Da quel giorno ero ritornato ad essere il vile codardo terminale solo, dopo la pausa breve ma intensa di vile codardo terminale felice.

Lo sapevo io, lo avevo sempre saputo che prima o poi si sarebbe stancata di me, che avrebbe desiderato non avermi mai avuto, che avrebbe preferito stare sola che con me.
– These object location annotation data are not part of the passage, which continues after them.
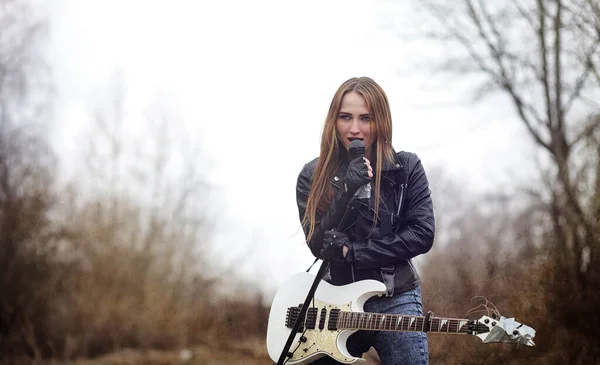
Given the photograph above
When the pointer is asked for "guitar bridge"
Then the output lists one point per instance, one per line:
(292, 316)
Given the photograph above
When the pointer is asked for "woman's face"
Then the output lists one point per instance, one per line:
(354, 121)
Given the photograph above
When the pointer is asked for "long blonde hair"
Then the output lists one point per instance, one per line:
(332, 148)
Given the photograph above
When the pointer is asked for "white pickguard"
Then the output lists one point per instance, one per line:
(320, 343)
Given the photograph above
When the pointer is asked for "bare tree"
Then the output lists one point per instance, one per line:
(27, 235)
(544, 56)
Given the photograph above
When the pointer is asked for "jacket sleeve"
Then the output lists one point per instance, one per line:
(333, 215)
(414, 236)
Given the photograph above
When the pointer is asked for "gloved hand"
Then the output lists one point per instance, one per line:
(333, 246)
(357, 175)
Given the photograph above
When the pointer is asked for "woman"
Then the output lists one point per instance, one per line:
(385, 231)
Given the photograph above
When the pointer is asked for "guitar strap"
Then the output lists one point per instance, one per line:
(388, 273)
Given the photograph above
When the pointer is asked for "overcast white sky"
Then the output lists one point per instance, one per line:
(253, 81)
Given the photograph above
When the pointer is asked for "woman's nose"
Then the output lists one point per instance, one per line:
(354, 128)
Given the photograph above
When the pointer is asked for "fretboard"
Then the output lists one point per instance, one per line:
(400, 323)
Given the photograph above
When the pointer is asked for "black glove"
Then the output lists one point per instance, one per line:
(357, 175)
(333, 246)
L'avevo supplicata con lo sguardo, quel mattino in cui la mia vita era finita, avevo pregato qualunque divinità esistente di concedermi di non sentire quelle parole orribili, avevo promesso, giurato, che avrei cambiato tutto, che sarei stato calmo e avrei smesso di lamentarmi con lei. Non era servito a niente. Ero stato lasciato dall'unica persona esistente di cui mi importasse qualcosa, da cui dipendeva la mia vita, che ne era la ragione.

E infine era successo, mi ricordava il mostro, le mie paure si erano avverate, erano passate attraverso lo specchio, si erano tramutate in visioni da toccare e annusare, si erano evolute facilmente evadendo dai sogni a cui erano appartenute per molto tempo.

Perché era successo?

Perché non avevo saputo salvaguardare la tranquillità della nostra relazione?

Ero io il problema: Ero il cancro della nostra storia storta, la stampella spezzata, l'incubo senza fine, la paura mai repressa.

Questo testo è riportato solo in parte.